Liverpool City Region Mayor Steve Rotheram and Greater Manchester Mayor Andy Burnham have argued that a high speed rail which cuts across the North – dubbed “HS3” – is a crucial investment if the aim is to rebalance the economy. That is the aim, agrees Thurston, and he insists that HS2 is the answer, or at least a large part of the solution. “Assuming they connect the bit across the top, so you can get from Manchester to Leeds,” by connecting Leeds and Birmingham, and Birmingham and Manchester, “you’ll create the ability to travel around the North.”

Phase two isn’t expected to be completed for another 15 years. Connecting “that bit” between Leeds and Manchester, as part of a hypothetical HS3 network that stretches across the North, isn’t included in the current plans, and northern leaders are concerned it won’t happen for a very long time, if at all. “This is a scheme for the next generation,” admits Thurston, who recognises these frustrations. “HS2 needs to be ‘and’ not ‘instead of’ things like electrification.

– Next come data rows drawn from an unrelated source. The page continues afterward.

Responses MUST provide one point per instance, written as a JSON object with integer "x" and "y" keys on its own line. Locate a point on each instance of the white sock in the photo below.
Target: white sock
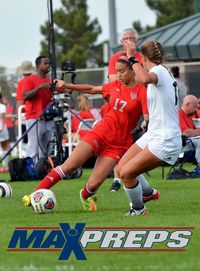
{"x": 135, "y": 196}
{"x": 146, "y": 187}
{"x": 118, "y": 180}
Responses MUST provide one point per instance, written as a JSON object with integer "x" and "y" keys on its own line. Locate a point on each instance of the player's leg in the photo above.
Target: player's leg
{"x": 141, "y": 162}
{"x": 116, "y": 185}
{"x": 101, "y": 170}
{"x": 74, "y": 161}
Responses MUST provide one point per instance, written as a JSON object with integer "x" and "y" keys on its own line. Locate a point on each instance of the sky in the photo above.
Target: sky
{"x": 20, "y": 22}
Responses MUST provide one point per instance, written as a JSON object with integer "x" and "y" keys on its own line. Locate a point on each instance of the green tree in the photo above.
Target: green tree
{"x": 169, "y": 11}
{"x": 75, "y": 34}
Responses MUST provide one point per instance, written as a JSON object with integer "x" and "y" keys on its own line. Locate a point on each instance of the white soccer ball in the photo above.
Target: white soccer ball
{"x": 5, "y": 190}
{"x": 43, "y": 201}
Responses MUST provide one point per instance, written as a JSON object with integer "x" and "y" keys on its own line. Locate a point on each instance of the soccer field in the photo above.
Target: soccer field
{"x": 177, "y": 207}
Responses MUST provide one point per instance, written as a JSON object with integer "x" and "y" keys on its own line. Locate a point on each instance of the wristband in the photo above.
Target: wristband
{"x": 132, "y": 60}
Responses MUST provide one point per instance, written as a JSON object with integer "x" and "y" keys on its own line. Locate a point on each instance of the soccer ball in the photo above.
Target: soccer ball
{"x": 5, "y": 190}
{"x": 43, "y": 201}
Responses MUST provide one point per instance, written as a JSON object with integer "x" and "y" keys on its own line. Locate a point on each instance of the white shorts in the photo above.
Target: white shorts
{"x": 4, "y": 135}
{"x": 166, "y": 150}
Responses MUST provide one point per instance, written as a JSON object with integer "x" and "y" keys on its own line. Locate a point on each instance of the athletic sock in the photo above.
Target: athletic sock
{"x": 146, "y": 187}
{"x": 135, "y": 196}
{"x": 86, "y": 193}
{"x": 117, "y": 180}
{"x": 5, "y": 160}
{"x": 52, "y": 178}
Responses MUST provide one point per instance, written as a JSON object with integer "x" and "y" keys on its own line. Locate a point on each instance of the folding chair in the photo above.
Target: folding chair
{"x": 187, "y": 155}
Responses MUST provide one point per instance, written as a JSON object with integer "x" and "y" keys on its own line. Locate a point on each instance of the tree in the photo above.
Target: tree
{"x": 169, "y": 11}
{"x": 75, "y": 35}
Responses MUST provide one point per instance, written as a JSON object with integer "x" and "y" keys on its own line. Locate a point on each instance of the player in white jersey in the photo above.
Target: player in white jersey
{"x": 162, "y": 142}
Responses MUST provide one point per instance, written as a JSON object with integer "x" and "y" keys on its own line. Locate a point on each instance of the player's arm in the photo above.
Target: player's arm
{"x": 112, "y": 77}
{"x": 83, "y": 88}
{"x": 29, "y": 94}
{"x": 141, "y": 74}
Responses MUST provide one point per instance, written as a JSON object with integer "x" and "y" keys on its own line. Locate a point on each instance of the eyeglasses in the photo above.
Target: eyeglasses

There’s work to be done on the existing infrastructure.”

Further down the line, the government will “appoint a partner to operate the railway”. The case for HS2 rests on it becoming a “people’s railway,” argues Thurston. “The whole premise of this thing is about being accessible to all types of people.” Unless the trains, which can carry up to 1,000 people, are full – “the pricing structure has got to be affordable for inter-city travel” – then the numbers won’t add up.

The public will have to hope that the government in place when the network is complete will find a partner that is more successful at keeping prices down than has been the case in recent years; research by the Trade Union Congress found that British commuters are spending up to five times the amount of salary as commuters in France, Italy, Germany, Belgium and Spain. “There’s recognition that the current fares system requires a review,” says Thurston, “so we would expect to be part of that.”

Despite the job being very challenging both “personally and professionally”, Thurston says he manages to balance professional focus with enjoyment of his role. “I take what I do really seriously, and have great belief in this idea that if you’re going to do a job do it properly, but I don’t take myself too seriously,” he says. “This is a cool job. It is without doubt a privilege.”